The International Association of Dental Traumatology establishes that splinting is the best way to keep the tooth correctly positioned, providing the patient comfort and improved function. Andreasen reports in his studies that damage to periodontal tissues caused by tooth luxation increases the risk of pulp necrosis,[
9] so pulp vitality tests were performed periodically for 3 months after trauma, considering that during this period false-negative responses may occur.[
3] After a correct diagnosis, confirming negative sensitivity of the lower incisors, endodontic treatment was started.
The patient had complete rhizogenesis in the traumatized teeth. In these cases pulp necrosis is more common, as they have less ability to revascularize and regenerate the root canal tissues compared to teeth with incomplete rhizogenesis.[
3] Considering the possible root resorption, teeth with a closed apex have a worse prognosis when compared to teeth with an open apex, and can be developed about 10 months after trauma.[
8] However, other studies indicate that root resorption after an extrusive luxation is rare, occurring in 5% of cases if the tooth is repositioned immediately posttrauma.[
10] After the endodontic treatment was completed, radiographs were taken for control, and the patient did not present ankylosis or root resorption of the affected teeth in a follow-up of 1 year and 6 months.

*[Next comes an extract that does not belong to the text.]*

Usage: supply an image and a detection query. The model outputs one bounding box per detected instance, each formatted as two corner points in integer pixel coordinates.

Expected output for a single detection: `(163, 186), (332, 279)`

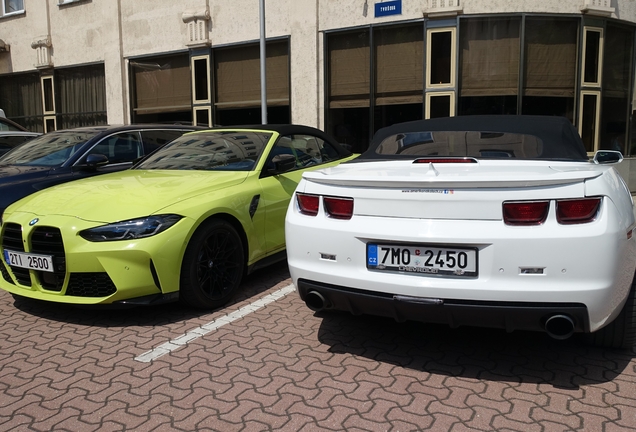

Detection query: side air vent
(31, 226), (66, 292)
(2, 223), (31, 286)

In conclusion, immediate care in hospital emergency by an oral and maxillofacial surgeon, added to the treatment with dental splint and circummandibular wire promoted a good prognosis, restoring aesthetics and function to the patient. The circummandibular wiring technique is rarely mentioned in literature for the treatment of dentoalveolar fractures. However, severe trauma in children may make it impossible to use only semi-rigid dental splinting or rigid internal fixation. The technique presented proved to be a viable alternative for treating dentoalveolar fractures in pediatric patients. Long-term follow-up and the patient’s collaboration to follow the recommendations are essential for the treatment success, avoiding complications such as maxillofacial infections.